La primera comparecencia de prensa del magnate como presidente electo dejó un claro aviso a navegantes. Ni una acusación directa a Rusia por haber interferido en su victoria en las urnas mediante ciberataques, tal y como han corroborado por activa y por pasiva los servicios de inteligencia estadounidenses. Mucho menos, sobre el posible chantaje del Kremlin por su ‘affaire sexual’ en Moscú de hace unos años. Trump despachó el asunto con acusaciones al emisor (calificó a la CNN de organización difusora de noticias falsas) por dar veracidad a fuentes (origen de las filtraciones) nada fidedignas, y a las agencias de espionaje, de las que ─dijo─ han creado una “mancha tremenda” al permitir filtrar rumores “escandalosos”. Como lo hacía la Alemania nazi, espetó. A pesar de que la CIA constatara que la operación de los servicios de espionaje rusos estuvo supervisada por Vladimir Putin, y que el propósito del robo y difusión de correos electrónicos del equipo de su rival demócrata, Hillary Clinton, estuvo dirigida al triunfo electoral de Trump.

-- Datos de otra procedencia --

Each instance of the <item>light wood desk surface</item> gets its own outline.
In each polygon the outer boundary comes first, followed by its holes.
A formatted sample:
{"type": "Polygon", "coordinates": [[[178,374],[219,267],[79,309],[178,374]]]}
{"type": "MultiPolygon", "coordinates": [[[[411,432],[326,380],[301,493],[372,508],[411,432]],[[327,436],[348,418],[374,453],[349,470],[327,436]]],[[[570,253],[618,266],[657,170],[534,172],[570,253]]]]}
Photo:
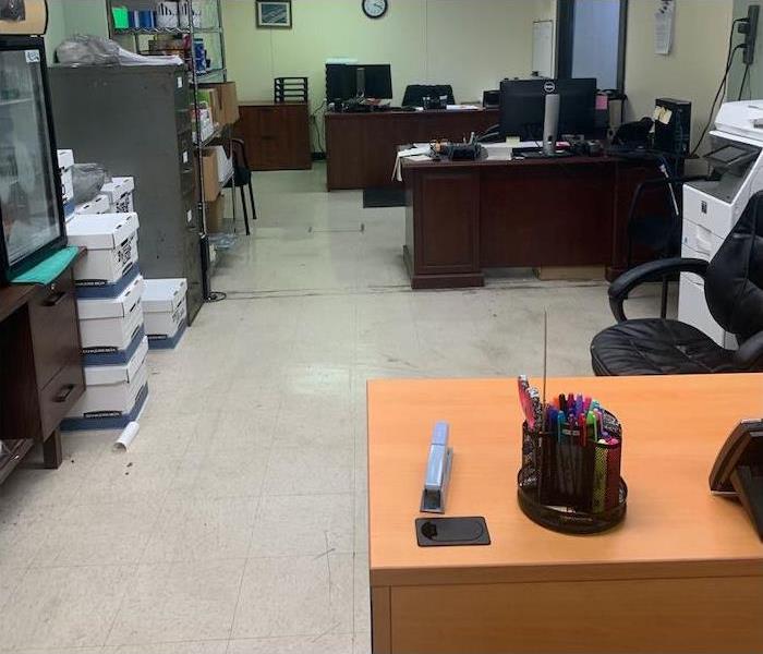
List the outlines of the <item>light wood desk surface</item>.
{"type": "Polygon", "coordinates": [[[375,652],[415,652],[433,638],[436,652],[640,652],[657,644],[652,651],[712,652],[729,633],[737,638],[726,651],[752,651],[751,643],[763,651],[763,543],[741,506],[707,487],[731,428],[763,416],[763,375],[548,382],[549,397],[571,391],[595,397],[623,425],[628,514],[605,534],[558,534],[519,509],[516,379],[368,383],[375,652]],[[491,546],[416,545],[439,420],[450,423],[455,452],[447,514],[484,516],[491,546]],[[555,640],[560,622],[549,630],[537,618],[545,603],[564,600],[570,620],[588,623],[574,607],[596,596],[619,618],[595,641],[555,640]]]}

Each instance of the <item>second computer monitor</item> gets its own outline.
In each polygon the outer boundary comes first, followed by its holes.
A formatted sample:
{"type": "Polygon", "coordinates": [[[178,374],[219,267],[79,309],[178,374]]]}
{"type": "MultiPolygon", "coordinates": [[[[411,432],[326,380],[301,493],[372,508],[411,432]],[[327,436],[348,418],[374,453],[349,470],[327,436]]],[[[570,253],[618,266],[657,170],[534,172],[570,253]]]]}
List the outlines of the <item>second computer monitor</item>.
{"type": "Polygon", "coordinates": [[[334,101],[354,97],[391,99],[391,66],[388,63],[327,63],[326,98],[334,101]]]}
{"type": "Polygon", "coordinates": [[[546,96],[560,96],[559,134],[592,135],[596,129],[596,80],[504,80],[500,135],[543,140],[546,96]]]}

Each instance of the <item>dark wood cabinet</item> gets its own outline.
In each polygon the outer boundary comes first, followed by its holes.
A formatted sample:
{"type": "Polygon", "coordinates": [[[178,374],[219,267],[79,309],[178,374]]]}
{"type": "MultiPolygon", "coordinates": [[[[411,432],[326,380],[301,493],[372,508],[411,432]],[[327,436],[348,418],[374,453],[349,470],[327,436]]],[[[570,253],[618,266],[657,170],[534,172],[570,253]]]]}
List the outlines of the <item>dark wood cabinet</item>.
{"type": "Polygon", "coordinates": [[[654,165],[615,157],[408,159],[402,170],[414,289],[483,286],[485,268],[596,266],[614,279],[633,190],[658,177],[654,165]]]}
{"type": "Polygon", "coordinates": [[[312,167],[307,102],[241,102],[237,135],[246,145],[252,170],[312,167]]]}
{"type": "Polygon", "coordinates": [[[435,138],[460,142],[498,123],[497,109],[326,113],[329,191],[395,186],[398,146],[435,138]]]}
{"type": "MultiPolygon", "coordinates": [[[[73,266],[73,264],[72,264],[73,266]]],[[[59,424],[85,391],[72,266],[48,284],[0,288],[0,482],[34,441],[61,463],[59,424]]]]}

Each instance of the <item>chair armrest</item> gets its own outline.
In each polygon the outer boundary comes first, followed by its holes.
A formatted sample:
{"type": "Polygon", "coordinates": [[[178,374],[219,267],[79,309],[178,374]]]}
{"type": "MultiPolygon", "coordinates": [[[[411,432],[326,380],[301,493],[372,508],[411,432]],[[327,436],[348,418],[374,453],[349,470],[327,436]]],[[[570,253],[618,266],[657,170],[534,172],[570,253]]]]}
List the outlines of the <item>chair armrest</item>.
{"type": "Polygon", "coordinates": [[[609,284],[609,306],[615,319],[618,323],[623,323],[628,319],[622,310],[622,303],[634,288],[646,281],[674,272],[693,272],[704,278],[707,272],[707,266],[708,263],[704,259],[673,257],[649,262],[626,270],[609,284]]]}
{"type": "Polygon", "coordinates": [[[763,331],[748,338],[734,353],[734,361],[740,370],[763,371],[763,331]]]}

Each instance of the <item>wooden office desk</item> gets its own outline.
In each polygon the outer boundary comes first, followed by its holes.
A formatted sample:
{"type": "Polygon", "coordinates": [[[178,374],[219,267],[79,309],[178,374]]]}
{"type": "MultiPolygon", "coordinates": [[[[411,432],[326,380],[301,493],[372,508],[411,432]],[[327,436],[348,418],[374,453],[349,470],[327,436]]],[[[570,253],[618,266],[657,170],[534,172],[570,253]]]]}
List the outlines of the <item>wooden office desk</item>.
{"type": "Polygon", "coordinates": [[[398,146],[434,138],[461,141],[498,124],[498,109],[326,113],[329,191],[393,186],[398,146]]]}
{"type": "Polygon", "coordinates": [[[310,152],[307,102],[251,100],[239,102],[235,135],[243,140],[252,170],[305,170],[310,152]]]}
{"type": "Polygon", "coordinates": [[[368,383],[374,653],[761,652],[763,543],[707,476],[763,375],[549,379],[625,429],[628,514],[615,530],[545,530],[517,505],[514,379],[368,383]],[[450,423],[448,516],[484,516],[492,545],[417,547],[432,428],[450,423]]]}
{"type": "MultiPolygon", "coordinates": [[[[80,256],[84,250],[80,252],[80,256]]],[[[34,441],[61,464],[59,424],[85,391],[74,262],[51,283],[0,287],[0,482],[34,441]]]]}
{"type": "Polygon", "coordinates": [[[414,289],[483,286],[483,269],[501,267],[604,266],[613,279],[627,268],[635,187],[659,174],[614,157],[404,160],[402,171],[414,289]]]}

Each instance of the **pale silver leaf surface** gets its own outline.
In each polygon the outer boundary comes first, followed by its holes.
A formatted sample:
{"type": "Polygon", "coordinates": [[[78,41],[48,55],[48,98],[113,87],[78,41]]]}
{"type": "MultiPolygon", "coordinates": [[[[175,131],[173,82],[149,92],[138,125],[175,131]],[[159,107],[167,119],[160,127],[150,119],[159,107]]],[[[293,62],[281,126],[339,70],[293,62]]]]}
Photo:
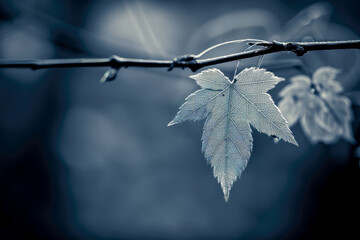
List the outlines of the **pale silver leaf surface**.
{"type": "Polygon", "coordinates": [[[297,145],[285,118],[266,92],[283,78],[265,69],[245,68],[230,81],[220,70],[190,76],[201,87],[186,98],[169,126],[206,117],[202,151],[213,167],[225,200],[250,158],[251,126],[297,145]]]}

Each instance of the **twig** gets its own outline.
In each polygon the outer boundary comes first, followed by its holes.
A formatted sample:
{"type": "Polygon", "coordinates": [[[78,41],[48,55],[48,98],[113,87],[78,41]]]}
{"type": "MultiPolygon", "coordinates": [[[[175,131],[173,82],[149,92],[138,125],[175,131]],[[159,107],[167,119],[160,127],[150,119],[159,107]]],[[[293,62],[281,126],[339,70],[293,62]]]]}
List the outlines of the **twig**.
{"type": "MultiPolygon", "coordinates": [[[[231,42],[243,42],[236,40],[231,42]]],[[[151,68],[189,68],[193,72],[200,68],[220,63],[236,61],[245,58],[267,55],[276,52],[293,52],[302,56],[310,51],[334,50],[334,49],[360,49],[360,40],[334,41],[334,42],[278,42],[278,41],[250,41],[249,45],[261,46],[260,49],[244,51],[214,58],[199,59],[196,55],[185,55],[174,60],[146,60],[111,56],[110,58],[83,58],[83,59],[49,59],[49,60],[0,60],[0,68],[31,68],[33,70],[43,68],[63,67],[151,67],[151,68]]],[[[218,44],[223,45],[223,44],[218,44]]],[[[215,45],[217,46],[217,45],[215,45]]],[[[210,47],[210,50],[214,47],[210,47]]],[[[208,52],[209,50],[204,50],[208,52]]],[[[202,55],[202,54],[200,54],[202,55]]]]}

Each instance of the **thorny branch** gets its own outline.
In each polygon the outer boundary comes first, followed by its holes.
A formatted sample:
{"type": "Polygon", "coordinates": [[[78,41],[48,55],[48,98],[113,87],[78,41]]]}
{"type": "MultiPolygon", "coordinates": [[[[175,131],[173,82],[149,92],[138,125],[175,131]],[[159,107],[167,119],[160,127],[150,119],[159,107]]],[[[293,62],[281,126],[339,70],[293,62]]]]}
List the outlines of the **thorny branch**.
{"type": "MultiPolygon", "coordinates": [[[[249,48],[248,48],[249,49],[249,48]]],[[[236,61],[245,58],[263,56],[276,52],[293,52],[297,56],[302,56],[310,51],[334,50],[334,49],[360,49],[360,40],[349,41],[329,41],[329,42],[279,42],[279,41],[263,41],[258,39],[243,39],[224,42],[212,46],[197,55],[184,55],[173,60],[146,60],[123,58],[119,56],[111,56],[110,58],[80,58],[80,59],[48,59],[48,60],[0,60],[0,68],[31,68],[33,70],[44,68],[63,68],[63,67],[111,67],[112,69],[120,69],[122,67],[151,67],[151,68],[189,68],[193,72],[200,68],[220,63],[236,61]],[[243,52],[214,57],[201,57],[217,48],[230,43],[247,42],[250,46],[258,46],[261,48],[254,50],[245,50],[243,52]]]]}

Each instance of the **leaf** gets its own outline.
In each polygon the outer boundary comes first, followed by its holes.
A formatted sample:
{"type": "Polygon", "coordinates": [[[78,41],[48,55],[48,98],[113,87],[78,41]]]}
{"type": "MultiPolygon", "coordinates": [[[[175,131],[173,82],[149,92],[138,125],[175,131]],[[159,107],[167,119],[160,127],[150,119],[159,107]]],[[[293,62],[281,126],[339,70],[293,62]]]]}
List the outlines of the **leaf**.
{"type": "Polygon", "coordinates": [[[291,78],[279,95],[284,117],[292,126],[297,121],[313,144],[321,141],[334,143],[339,137],[354,143],[351,121],[351,101],[341,96],[343,88],[335,80],[340,71],[332,67],[321,67],[312,80],[304,75],[291,78]]]}
{"type": "Polygon", "coordinates": [[[233,183],[251,155],[250,124],[259,132],[297,145],[286,120],[266,93],[284,79],[253,67],[241,71],[233,81],[218,69],[205,70],[190,78],[201,89],[186,98],[168,126],[207,118],[202,151],[227,201],[233,183]]]}

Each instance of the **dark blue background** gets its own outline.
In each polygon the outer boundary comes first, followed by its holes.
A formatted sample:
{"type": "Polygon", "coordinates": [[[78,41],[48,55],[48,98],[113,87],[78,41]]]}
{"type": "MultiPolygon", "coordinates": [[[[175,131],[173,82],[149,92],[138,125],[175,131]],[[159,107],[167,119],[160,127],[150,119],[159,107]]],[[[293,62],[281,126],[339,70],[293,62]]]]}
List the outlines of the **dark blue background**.
{"type": "MultiPolygon", "coordinates": [[[[242,38],[359,39],[356,1],[313,4],[1,0],[0,57],[172,59],[242,38]]],[[[281,53],[263,66],[287,79],[303,72],[274,64],[336,67],[348,92],[359,89],[359,59],[356,50],[281,53]]],[[[235,66],[216,67],[231,77],[235,66]]],[[[225,203],[201,153],[203,122],[166,126],[198,89],[192,73],[129,68],[100,84],[106,70],[0,71],[0,239],[359,238],[359,144],[311,145],[296,125],[295,147],[254,130],[225,203]]],[[[270,92],[275,102],[285,84],[270,92]]]]}

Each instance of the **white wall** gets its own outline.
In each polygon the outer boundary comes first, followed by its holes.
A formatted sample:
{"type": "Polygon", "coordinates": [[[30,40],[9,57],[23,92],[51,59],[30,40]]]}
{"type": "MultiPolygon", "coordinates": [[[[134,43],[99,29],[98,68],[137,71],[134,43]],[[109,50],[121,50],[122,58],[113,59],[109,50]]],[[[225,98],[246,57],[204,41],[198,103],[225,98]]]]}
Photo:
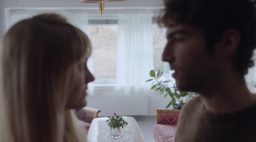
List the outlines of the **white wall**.
{"type": "Polygon", "coordinates": [[[4,29],[4,8],[16,7],[16,0],[0,0],[0,39],[3,38],[6,30],[4,29]]]}

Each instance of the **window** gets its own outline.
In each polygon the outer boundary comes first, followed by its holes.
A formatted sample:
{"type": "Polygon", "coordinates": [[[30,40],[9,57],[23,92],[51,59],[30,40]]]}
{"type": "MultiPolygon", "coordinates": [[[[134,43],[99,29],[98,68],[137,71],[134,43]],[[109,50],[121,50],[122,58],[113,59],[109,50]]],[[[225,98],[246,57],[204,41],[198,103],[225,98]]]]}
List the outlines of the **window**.
{"type": "Polygon", "coordinates": [[[93,48],[92,57],[95,79],[116,79],[118,26],[89,25],[88,32],[93,48]]]}
{"type": "Polygon", "coordinates": [[[153,50],[154,50],[154,69],[158,71],[159,69],[163,69],[166,66],[162,61],[162,54],[167,42],[166,38],[166,29],[159,27],[157,24],[152,25],[153,31],[153,50]]]}
{"type": "MultiPolygon", "coordinates": [[[[161,60],[163,51],[166,43],[166,29],[161,28],[152,18],[154,69],[168,66],[161,60]]],[[[117,44],[118,35],[118,20],[89,19],[88,34],[93,48],[92,55],[94,85],[97,86],[113,85],[116,83],[117,44]]]]}

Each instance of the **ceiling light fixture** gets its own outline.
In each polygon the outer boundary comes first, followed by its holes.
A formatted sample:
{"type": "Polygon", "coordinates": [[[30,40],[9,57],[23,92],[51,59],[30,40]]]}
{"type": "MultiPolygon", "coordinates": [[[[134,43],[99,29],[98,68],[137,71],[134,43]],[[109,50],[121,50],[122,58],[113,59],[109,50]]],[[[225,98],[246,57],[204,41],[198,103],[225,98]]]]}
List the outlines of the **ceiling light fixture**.
{"type": "Polygon", "coordinates": [[[105,14],[105,1],[124,1],[125,0],[80,0],[81,3],[99,3],[99,14],[105,14]]]}

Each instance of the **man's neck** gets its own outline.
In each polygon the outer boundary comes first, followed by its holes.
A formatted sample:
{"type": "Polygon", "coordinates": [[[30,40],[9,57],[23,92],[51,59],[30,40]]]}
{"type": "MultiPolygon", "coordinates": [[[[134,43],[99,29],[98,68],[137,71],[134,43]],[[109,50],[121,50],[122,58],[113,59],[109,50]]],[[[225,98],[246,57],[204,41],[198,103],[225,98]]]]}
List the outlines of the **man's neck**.
{"type": "Polygon", "coordinates": [[[221,82],[212,90],[200,94],[206,109],[210,112],[234,113],[255,103],[256,98],[248,90],[243,76],[231,78],[221,82]]]}

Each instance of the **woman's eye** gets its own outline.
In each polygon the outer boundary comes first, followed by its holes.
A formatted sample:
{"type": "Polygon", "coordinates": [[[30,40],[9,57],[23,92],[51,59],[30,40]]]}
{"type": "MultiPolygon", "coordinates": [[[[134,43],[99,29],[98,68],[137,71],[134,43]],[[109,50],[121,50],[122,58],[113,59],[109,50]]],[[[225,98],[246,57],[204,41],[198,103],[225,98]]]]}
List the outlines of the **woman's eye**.
{"type": "Polygon", "coordinates": [[[79,66],[79,69],[84,69],[86,68],[86,63],[81,64],[79,66]]]}

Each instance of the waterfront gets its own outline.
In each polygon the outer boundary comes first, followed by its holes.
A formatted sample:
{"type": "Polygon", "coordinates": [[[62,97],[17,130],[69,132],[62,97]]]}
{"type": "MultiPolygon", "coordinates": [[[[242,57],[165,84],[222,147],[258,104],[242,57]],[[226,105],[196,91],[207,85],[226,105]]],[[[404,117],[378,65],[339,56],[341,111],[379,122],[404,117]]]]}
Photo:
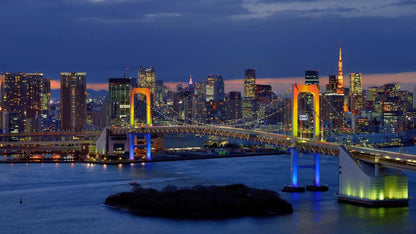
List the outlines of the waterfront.
{"type": "MultiPolygon", "coordinates": [[[[414,147],[409,153],[414,154],[414,147]]],[[[299,157],[301,164],[312,155],[299,157]]],[[[134,165],[0,164],[0,232],[2,233],[276,233],[281,232],[414,232],[416,201],[406,208],[365,208],[336,201],[338,160],[321,158],[321,181],[329,192],[286,194],[290,156],[270,155],[134,165]],[[292,215],[220,221],[169,220],[133,216],[104,206],[113,193],[167,184],[244,183],[278,191],[293,204],[292,215]],[[19,204],[19,199],[23,204],[19,204]]],[[[409,196],[416,197],[416,173],[409,176],[409,196]]],[[[301,185],[312,182],[312,170],[302,170],[301,185]]]]}

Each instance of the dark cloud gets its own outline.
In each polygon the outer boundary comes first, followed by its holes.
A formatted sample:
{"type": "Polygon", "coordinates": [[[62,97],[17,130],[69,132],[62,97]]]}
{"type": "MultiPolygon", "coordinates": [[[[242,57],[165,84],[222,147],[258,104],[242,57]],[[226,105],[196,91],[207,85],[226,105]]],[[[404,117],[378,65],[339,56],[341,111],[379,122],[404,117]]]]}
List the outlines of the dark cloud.
{"type": "MultiPolygon", "coordinates": [[[[291,3],[293,1],[261,1],[291,3]]],[[[310,2],[310,1],[296,1],[310,2]]],[[[318,0],[316,0],[318,2],[318,0]]],[[[264,18],[240,0],[15,0],[0,5],[0,71],[86,71],[105,82],[129,67],[154,65],[167,81],[208,73],[241,78],[302,76],[308,66],[336,72],[343,41],[345,69],[364,73],[415,71],[416,16],[346,17],[356,8],[290,9],[264,18]]],[[[363,13],[360,13],[363,14],[363,13]]]]}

“Seré el mayor generador de trabajo que Dios haya creado jamás”, alardea Trump sin reparar en que la economía con Obama ha generado más empleo que el conjunto de sus socios del G-7
Tampoco el sucesor de Barack Obama quiso aclarar el conflicto de intereses por su doble condición de empresario multimillonario ─dueño de más de 500 empresas, con más de 3.600 millones en activos, una deuda conjunta superior a los 600 millones de dólares y presencia en más de 20 países─ y presidente del país más poderoso del mundo. “Seré el mayor generador de trabajo que Dios haya creado jamás”, se limitó a alardear. Confiado, como está, en transformar con medidas proteccionistas en el plano comercial; rebajas fiscales, estímulos económicos y grandes planes de infraestructuras y el retorno a la política del dólar fuerte, a la mayor economía mundial. Al estilo Reagan. Sin reparar en que está inmersa en un ciclo de negocios alcista desde junio de 2009 o de que haya sido capaz de crecer más y generar más puestos de trabajo que el conjunto de sus socios del G-7 hasta registrar tasas de pleno empleo.
Casi sin razón de continuidad, ha engrasado la maquinaria de congresistas para dejar sin validez la reforma sanitaria de Obama. El Medicare, que ofrece asistencia médica gratuita a los mayores de 65 años, con independencia de sus ingresos y cuya factura al Tesoro ha sido de 589.000 millones de dólares, apenas el 3% del PIB, en 2016, ya ha sufrido el primer paso hacia su desmantelamiento en el Congreso. Mientras, en el plano internacional, se ponía los primeros palos diplomáticos en las ruedas de China, al exigir a Xi Jinping que deje de construir diques artificiales en torno a las Islas Spratly, en el mar del sur, próximas a Taiwán, para albergar armamento militar, posiblemente nuclear.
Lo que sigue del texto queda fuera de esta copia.